Chapter V: Exercise 1 - Part 3

Palaeogeography Meets Palaeoclimatology

Big Question

How did Earth’s past climate vary across geological time, and how can we reconstruct it from numerical model outputs?

What You Will Do

In this module, you will:

  1. Load and inspect a NetCDF climate file using xarray
  2. Understand the structure and metadata of NetCDF files
  3. Convert raw model outputs to standard units
  4. Classify every grid cell into a Köppen-Geiger climate zone
  5. Fetch a land mask from palaeogeography and apply it to your map

Why This Matters

Climate models produce outputs in formats that are very different from the GeoTIFF rasters you have worked with so far. NetCDF is the standard format in climate and ocean sciences, and knowing how to read, inspect, and analyse these files is an essential skill for any geoscientist working with model data. Köppen-Geiger classification is a widely used framework to summarise complex climate information into a simple, interpretable map.

Your Tasks

  1. Load the data: Open a NetCDF file for a chosen reconstruction age.

    1.1. Inspect the dimensions, coordinates, and variables.

    1.2. Read the variable attributes to understand units and provenance.

  2. Explore the data: Select and print subsets of the data.

    2.1. Extract temperature values for a single month.

    2.2. Extract a time series for a specific location (e.g. Geneva).

  3. Convert units: Transform raw model outputs into usable units.

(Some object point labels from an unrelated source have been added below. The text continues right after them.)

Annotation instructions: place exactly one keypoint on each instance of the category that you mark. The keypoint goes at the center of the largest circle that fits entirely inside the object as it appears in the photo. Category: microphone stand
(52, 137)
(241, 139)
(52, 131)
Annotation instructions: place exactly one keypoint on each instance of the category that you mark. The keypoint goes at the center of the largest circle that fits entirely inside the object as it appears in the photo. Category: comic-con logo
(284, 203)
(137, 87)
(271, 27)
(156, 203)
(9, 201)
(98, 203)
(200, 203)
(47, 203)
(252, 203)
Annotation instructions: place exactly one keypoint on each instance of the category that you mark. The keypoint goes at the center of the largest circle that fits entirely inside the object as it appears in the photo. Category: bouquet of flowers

    3.1. Convert temperature from Kelvin to Celsius.

    3.2. Convert precipitation from m s⁻¹ to mm/month.

  4. Classify climate zones: Apply the Köppen-Geiger algorithm.

    4.1. Compute temperature and precipitation derived quantities.

    4.2. Write and apply the classification function grid cell by grid cell.

  5. Mask and visualise: Fetch a land mask and plot the final map.

    5.1. Request the palaeogeography layer from the PANALESIS GeoServer.

    5.2. Resample the mask to match the climate grid resolution.

    5.3. Apply the mask and plot the Köppen-Geiger map.

Skills You Will Gain

  1. Reading and inspecting NetCDF files with xarray.
  2. Understanding CF Conventions and variable metadata.
  3. Performing unit conversions on multi-dimensional arrays.
  4. Implementing a rule-based classification algorithm in Python.
  5. Combining data from different sources and resolutions using resampling.
  6. Fetching raster data from a WCS GeoServer endpoint.

Points for Discussion

  • What do you think is the role of palaeogeography for climate modelling of the past ?
  • What are the advantages of having NetCDF file formats versus GeoTiFF ?
  • Why aren’t NetCDF files more used in the traditional geospatial world? Why is GeoTiFF still dominant ?
  • How could the Köppen-Geiger maps be used to understand deep-time evolution of the Earth in future studies ?
  • Do you see risks and/or limitations about combining maps that have vers different resolutions ?

Step-by-step instructions

In the second part of the exercise, we extended our analysis on other maps beyond palaeogeography:

  • Defined functions to easily request a WCS for a given layer name and reconstruction age, and plot the map
  • Explored options to analyze the map, using rasterio.plot.show_hist or its mean value.
  • Optimized our analysis by using xarray and rioxarray to work efficiently with several GeoTiFF layers that share the same extent and resolution.
  • Performed operations to filter data between layers to keep only pixels of interest using numpy
  • Explored the relationship between the oceanic lithosphere and the seafloor age.
  • Extended our analysis to the entire Phanerozoic for continental and oceanic domains.
  • Exported our results in tabular format using pandas.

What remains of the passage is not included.